O caso atraiu atenção notável pela proposta dos advogados de defesa, que pediram prisão perpétua sem direito à redução de penas. Porém, a promotoria recusou, pedindo pena de morte aos dois, até para atender ao clamor da família, que queria, além da justiça, uma “vingança” pela forma bruta, cruel e torpe como assassinaram uma mãe e as duas filhas.

Os diretores têm a sensibilidade de apresentar todos os lados, mostrando a vida pregressa dos assassinos, com depoimentos de seus familiares – tornando mais humana a visão que temos como espectadores –, registros de ex-namoradas, pais e outros parentes, que vão dando consistência narrativa ao dimensionar todo o caso e as consequências de mobilizar a imprensa, a igreja e autoridades sobre até onde a pena de morte é um “assassinato” institucional motivado por vingança e não o fator de decisão ao ser considerada uma pena da justiça, como resultado de um julgamento legal.
A câmara de parlamentares de Connecticut aprovou uma lei retirando a pena de morte da jurisdição do Estado, porém, diante das revelações chocantes do crime com a família Petit, da exposição da mídia e dos movimentos populares, o então governador da época vetou.
Esse fato vai trazer também o fator do luto familiar, seja do viúvo ou dos pais e irmãos de Jennifer, que proclamam em suas entrevistas a pena de morte como a punição mais justa.
Tem alguns takes do documentário em que acompanhamos um jantar entre eles; logo após a oração, durante o jantar, pregoam a pena de morte como única opção que aceitam.
Não vou revelar as decisões de julgamento, as revelações que são expostas e até o resultado das sentenças.

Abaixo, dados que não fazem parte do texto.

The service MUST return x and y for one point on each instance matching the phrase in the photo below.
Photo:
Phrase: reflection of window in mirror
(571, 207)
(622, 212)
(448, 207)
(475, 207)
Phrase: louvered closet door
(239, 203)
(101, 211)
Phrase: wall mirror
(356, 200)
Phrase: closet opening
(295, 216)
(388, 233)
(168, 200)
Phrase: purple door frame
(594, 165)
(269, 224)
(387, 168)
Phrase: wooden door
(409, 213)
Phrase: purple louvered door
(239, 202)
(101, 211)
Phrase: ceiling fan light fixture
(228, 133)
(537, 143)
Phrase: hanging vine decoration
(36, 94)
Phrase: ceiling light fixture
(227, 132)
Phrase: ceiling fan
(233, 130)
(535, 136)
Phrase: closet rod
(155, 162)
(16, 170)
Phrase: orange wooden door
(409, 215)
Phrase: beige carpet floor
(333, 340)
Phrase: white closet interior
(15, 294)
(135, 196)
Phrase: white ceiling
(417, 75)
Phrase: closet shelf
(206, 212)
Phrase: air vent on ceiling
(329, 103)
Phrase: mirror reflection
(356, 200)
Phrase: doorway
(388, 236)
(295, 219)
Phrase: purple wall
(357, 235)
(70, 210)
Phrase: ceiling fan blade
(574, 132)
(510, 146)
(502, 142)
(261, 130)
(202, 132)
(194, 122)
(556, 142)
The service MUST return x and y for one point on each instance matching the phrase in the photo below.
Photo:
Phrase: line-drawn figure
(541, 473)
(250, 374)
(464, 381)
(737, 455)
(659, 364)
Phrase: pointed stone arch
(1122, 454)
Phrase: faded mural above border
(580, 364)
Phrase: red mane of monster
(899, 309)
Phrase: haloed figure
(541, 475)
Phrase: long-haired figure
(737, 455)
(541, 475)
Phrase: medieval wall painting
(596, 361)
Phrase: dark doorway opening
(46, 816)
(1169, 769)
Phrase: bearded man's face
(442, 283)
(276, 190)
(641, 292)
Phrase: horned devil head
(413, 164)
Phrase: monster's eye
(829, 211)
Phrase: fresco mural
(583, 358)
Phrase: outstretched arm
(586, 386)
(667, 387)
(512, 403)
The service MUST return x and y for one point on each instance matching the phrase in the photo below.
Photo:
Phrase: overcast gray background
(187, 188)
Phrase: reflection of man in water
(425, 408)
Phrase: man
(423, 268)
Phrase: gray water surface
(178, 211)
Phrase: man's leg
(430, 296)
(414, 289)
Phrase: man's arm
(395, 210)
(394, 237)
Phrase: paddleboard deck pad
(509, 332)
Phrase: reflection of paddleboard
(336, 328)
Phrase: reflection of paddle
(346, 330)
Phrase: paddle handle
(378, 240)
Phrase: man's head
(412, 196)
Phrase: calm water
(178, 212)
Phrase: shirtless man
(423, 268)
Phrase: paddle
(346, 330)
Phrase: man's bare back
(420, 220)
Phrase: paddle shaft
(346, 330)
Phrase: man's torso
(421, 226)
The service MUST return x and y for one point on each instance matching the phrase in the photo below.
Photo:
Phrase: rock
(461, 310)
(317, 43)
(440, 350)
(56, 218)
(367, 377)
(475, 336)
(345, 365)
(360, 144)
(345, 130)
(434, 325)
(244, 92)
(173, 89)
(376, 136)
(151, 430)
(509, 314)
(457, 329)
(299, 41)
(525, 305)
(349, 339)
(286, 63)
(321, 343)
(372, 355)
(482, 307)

Porém, vale citar que foram dois julgamentos separados – um em 2010 e o outro em 2011. Com Joshua contando a sua versão do crime, colocando a culpa maior em Steven, e ele destruído psicologicamente pela culpa, assumindo seu papel nos momentos mais tensos das mortes, já que foi quem ateou fogo nos quartos e em parte da casa.
O resultado desse caso vem num epígrafe narrativo ao final do documentário, esclarecendo que, no dia 11 de abril de 2012, a Câmara dos Representantes de Connecticut, o parlamento, votou pela revogação da pena capital para casos futuros, mantendo em vigor as sentenças de morte anteriores já julgadas. Três anos depois, a Suprema Corte do Estado decidiu que toda pena capital era incompatível com a constituição estadual, promulgando que as sentenças dos assassinos teriam como pena máxima a prisão perpétua.

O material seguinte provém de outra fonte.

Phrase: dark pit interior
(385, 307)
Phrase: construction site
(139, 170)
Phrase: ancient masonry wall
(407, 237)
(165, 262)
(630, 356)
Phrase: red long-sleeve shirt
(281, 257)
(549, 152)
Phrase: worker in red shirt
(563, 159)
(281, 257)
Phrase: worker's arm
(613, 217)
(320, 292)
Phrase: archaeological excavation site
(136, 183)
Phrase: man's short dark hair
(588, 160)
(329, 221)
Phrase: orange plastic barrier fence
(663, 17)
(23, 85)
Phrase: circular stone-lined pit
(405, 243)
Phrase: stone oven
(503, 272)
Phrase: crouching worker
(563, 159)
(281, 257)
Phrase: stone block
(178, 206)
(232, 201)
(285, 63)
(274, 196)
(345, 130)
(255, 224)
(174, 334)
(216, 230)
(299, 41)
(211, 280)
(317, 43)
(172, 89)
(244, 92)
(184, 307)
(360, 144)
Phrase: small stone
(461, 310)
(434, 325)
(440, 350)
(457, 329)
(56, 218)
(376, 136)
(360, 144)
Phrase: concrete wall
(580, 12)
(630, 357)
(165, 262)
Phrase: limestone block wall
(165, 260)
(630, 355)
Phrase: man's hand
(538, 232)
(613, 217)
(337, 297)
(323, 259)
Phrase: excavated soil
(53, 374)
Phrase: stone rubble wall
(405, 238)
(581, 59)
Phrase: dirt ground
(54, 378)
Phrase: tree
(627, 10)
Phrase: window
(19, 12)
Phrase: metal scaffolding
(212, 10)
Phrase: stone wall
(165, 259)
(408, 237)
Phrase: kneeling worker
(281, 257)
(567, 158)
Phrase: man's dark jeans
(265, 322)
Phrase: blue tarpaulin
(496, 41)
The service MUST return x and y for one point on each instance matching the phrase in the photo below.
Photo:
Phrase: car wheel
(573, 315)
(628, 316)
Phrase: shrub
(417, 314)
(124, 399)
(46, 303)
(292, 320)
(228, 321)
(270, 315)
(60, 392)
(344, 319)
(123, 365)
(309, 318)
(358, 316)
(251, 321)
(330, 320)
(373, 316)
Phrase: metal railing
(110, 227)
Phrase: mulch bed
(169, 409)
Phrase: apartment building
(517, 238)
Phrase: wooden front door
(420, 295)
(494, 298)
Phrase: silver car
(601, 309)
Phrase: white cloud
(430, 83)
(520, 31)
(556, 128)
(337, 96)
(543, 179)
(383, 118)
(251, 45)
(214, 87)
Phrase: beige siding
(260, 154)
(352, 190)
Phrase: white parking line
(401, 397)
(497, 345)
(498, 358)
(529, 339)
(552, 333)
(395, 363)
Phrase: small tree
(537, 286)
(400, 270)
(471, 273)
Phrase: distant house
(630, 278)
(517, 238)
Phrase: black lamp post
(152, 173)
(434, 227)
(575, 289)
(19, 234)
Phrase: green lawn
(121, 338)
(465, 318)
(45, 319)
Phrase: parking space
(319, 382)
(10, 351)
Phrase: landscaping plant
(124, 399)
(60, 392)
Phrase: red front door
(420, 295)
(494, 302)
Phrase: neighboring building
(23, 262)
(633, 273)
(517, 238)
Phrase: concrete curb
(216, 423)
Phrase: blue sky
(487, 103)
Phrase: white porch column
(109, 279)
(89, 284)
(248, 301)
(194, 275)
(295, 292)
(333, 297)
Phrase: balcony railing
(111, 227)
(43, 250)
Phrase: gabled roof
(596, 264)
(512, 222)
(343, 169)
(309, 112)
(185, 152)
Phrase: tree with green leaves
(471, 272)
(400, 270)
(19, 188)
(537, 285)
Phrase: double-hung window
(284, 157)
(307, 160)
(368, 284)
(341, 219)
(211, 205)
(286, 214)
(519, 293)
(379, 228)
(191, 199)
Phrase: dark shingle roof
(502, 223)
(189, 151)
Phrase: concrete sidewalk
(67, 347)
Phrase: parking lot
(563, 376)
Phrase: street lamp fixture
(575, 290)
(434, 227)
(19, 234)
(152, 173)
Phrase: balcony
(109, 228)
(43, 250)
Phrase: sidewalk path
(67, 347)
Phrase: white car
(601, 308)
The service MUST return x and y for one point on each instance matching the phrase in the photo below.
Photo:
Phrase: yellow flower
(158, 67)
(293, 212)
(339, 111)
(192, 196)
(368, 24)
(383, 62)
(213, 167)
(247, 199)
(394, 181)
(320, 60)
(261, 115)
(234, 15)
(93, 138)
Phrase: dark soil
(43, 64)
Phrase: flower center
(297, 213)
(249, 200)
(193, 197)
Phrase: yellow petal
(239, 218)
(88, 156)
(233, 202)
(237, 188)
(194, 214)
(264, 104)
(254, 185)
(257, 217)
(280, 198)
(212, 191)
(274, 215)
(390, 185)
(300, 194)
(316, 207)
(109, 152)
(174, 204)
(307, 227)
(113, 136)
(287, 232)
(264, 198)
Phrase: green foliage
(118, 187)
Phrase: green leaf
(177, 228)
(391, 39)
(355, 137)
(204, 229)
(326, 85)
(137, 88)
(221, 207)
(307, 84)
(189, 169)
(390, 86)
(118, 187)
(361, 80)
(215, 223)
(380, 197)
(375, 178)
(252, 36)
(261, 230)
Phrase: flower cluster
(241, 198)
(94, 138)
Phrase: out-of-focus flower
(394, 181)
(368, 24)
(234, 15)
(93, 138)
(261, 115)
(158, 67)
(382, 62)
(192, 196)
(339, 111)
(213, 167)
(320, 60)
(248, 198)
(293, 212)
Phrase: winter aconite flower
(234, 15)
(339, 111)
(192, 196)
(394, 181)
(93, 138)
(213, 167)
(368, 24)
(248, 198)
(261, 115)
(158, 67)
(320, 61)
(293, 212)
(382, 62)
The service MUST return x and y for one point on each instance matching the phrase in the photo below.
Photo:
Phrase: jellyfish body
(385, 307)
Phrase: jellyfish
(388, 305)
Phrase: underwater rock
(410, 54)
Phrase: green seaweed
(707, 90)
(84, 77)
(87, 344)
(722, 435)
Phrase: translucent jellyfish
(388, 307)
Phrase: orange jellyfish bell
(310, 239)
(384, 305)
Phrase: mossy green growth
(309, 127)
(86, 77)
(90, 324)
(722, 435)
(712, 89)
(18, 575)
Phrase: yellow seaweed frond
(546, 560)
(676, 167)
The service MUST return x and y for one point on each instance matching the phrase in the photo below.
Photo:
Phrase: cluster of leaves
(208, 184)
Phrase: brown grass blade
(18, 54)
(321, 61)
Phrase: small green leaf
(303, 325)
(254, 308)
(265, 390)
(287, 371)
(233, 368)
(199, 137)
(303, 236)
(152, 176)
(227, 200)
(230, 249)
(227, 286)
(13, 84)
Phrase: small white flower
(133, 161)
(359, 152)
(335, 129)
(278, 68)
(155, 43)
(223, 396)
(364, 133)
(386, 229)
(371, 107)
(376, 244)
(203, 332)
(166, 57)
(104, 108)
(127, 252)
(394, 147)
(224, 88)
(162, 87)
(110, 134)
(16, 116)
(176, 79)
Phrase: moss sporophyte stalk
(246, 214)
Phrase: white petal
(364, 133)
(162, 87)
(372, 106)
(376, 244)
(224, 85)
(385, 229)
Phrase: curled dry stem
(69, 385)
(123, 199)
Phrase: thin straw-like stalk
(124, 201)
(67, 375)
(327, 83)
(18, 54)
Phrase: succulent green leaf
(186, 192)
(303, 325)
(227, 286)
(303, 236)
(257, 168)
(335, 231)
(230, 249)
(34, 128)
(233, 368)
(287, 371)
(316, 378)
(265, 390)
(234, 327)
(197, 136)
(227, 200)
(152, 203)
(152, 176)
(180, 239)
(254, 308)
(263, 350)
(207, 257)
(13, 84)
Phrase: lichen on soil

Um ótimo documentário e chocante no aspecto narrativo quando entra nos meandros dos crimes e perpetua uma discussão interessante ao humanizar criminosos, sem ser demagogo e dar voz, principalmente, às vítimas – no caso, os parentes órfãos de seus entes queridos.
Tem um detalhe polêmico sobre a desastrosa ação da polícia na hora do crime, pois ela estava no local antes do incêndio – fora da casa. Para entender, só vendo. Tem um trecho em que um dos advogados de defesa tem acesso ao relatório da polícia e expõe de forma didática uma sequência de erros (ou despreparo?).